An alternative solution is to use a local http server to achieve indirection. The server would need to keep a table mapping URL's to filenames. Each slot of the table would also record the last modification time of the document and an archive bit, telling wherever it has been uploaded to the master copy. Initially, the table would be empty, indicating a default one-to-one mapping. When a document would be added or changed, the new data would be written to the servers data directory and the mapping from the URL to the data would be recorded in the mapping table. If a document has been deleted, then a delete mark is recorded in the slot for the document's URL. During copy, all that need to be copied are the server mapping table and the server data directory. During update remote, the server mapping table is consulted: if some filled slot in the table has archive bit equal to zero, that means the file has been changed since the last upload to the master copy, and needs to be uploaded now. For each file, the archive bit is set after a successful upload.

3.4 Comparison of two solutions

Both of the solutions presented above have similar degrees of user transparency. Both of them provide for easy modification of documents and easy updating and sharing of the database. The file system solution is less complex than the web server solution, since the latter involves modifying an http server, while the first uses only a couple of utility programs and mainly relies on the services provided by the standard file system software.

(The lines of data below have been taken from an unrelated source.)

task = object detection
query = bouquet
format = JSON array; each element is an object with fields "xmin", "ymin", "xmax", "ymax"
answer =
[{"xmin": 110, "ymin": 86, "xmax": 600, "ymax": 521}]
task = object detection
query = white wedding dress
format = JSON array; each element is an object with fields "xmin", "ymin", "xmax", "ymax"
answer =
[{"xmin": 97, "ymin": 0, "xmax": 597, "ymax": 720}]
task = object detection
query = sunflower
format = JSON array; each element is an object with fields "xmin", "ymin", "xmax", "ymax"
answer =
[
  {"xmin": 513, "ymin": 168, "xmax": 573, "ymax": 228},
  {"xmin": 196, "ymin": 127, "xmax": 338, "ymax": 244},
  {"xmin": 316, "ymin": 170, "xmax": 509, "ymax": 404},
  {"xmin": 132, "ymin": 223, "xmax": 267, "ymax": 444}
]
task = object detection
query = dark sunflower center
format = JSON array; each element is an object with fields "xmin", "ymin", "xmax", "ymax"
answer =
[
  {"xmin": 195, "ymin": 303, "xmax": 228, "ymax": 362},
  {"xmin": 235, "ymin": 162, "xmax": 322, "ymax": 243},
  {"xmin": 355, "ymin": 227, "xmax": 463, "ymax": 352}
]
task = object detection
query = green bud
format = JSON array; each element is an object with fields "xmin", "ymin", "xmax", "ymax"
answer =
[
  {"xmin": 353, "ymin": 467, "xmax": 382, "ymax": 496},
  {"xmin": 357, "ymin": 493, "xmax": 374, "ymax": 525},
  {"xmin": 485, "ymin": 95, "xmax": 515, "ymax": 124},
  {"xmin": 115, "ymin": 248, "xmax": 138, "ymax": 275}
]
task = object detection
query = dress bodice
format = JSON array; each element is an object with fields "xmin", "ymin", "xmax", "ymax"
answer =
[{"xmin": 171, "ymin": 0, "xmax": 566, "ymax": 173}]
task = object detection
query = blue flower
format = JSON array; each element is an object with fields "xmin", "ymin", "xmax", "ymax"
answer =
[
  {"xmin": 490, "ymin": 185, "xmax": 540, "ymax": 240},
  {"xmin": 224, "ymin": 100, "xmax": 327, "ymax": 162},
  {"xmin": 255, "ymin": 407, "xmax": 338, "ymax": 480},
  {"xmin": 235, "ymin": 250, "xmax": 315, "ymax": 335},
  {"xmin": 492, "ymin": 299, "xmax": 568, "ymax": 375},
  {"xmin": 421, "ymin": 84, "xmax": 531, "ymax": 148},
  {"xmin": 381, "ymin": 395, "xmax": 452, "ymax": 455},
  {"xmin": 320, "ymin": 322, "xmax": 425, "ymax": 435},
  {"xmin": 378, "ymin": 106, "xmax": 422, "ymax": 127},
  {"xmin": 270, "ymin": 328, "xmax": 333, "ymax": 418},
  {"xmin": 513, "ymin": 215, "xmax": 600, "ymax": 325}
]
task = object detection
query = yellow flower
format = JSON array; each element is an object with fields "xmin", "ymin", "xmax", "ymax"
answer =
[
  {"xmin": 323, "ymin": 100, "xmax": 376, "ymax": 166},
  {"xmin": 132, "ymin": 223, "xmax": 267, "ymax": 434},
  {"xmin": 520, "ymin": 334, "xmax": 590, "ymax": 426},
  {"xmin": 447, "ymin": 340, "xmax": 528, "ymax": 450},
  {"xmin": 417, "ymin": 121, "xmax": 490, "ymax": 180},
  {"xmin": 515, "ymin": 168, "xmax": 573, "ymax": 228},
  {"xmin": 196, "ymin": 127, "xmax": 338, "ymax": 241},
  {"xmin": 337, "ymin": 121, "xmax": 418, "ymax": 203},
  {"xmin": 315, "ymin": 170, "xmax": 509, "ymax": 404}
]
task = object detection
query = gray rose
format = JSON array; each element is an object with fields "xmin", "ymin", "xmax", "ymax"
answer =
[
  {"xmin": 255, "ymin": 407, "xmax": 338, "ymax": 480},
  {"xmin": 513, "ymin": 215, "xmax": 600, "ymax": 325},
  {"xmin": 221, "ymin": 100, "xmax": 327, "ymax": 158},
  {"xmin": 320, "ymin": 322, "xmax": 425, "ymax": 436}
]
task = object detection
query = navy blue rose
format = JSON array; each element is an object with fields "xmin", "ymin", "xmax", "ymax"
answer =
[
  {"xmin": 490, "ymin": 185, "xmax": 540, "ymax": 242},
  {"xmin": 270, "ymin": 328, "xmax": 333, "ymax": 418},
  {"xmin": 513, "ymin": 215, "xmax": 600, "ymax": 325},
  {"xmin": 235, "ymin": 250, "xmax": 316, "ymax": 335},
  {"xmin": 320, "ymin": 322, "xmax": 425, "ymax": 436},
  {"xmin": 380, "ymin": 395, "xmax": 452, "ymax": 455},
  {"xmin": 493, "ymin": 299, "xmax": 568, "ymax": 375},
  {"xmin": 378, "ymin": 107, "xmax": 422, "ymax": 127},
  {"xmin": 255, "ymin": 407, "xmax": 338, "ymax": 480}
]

On the other hand, the file system approach takes more disk space, since it requires full symlink mirror directory tree, while the web server approach only uses space for data which is actually new or changed. The web server approach is also more portable, since it does not rely on the file system's support of symlinks to work. A big disadvantage of this approach is that on older, weaker computers, running a web server and a web client simultaneously would overload the system. Also, even on more modern systems, the performance of the file system method will be better because it incurs the overhead of following one symlink at worst, while the second design involves a full HTTP protocol query response connection. This performance gap would become more noticeable with large data files, such as high resolution images or movies.

4.0 Conclusion

Based on these considerations, I recommend the file system based solution as the superior of the two. It provides for better performance, is portable and exceedingly simple, since most of the functionality it requires is already implemented by symlink feature of the OS's file system. This approach allows easy duplication and updating of the changed material and hides the mechanisms of indirection from the user. It is an extremely economical solution for the task at hand.

5.0 References

[1] Wilbur - HTML 3.2
[2] Jerome H. Saltzer. "Name Binding in Computer Systems",
Section 5 of Engineering of Computer Systems, MIT EECS Dept.
[3] Andrew S. Tanenbaum. Modern Operating Systems.
Prentice-Hall, 1992.
[4] Design Project #1: A Partly Read-Only Portable Web Site
6.033 Handout 16, Spring 97


That is the file domain URL for file /foo/bar would be file://localhost/foo/bar
There are other URL domains, such as ftp, gopher, wais, etc. but they are irrelevant to the current discussion
The other possibilities, such as mapping a URL to output of a program such as a CGI script, or mapping the URL to another URL on some other host are not useful for the purposes of this discussion.
Some TCP/IP stack implementations do require that a working network connection be present before they allow for connections even to local host, but that is an incorrect feature of those implementations.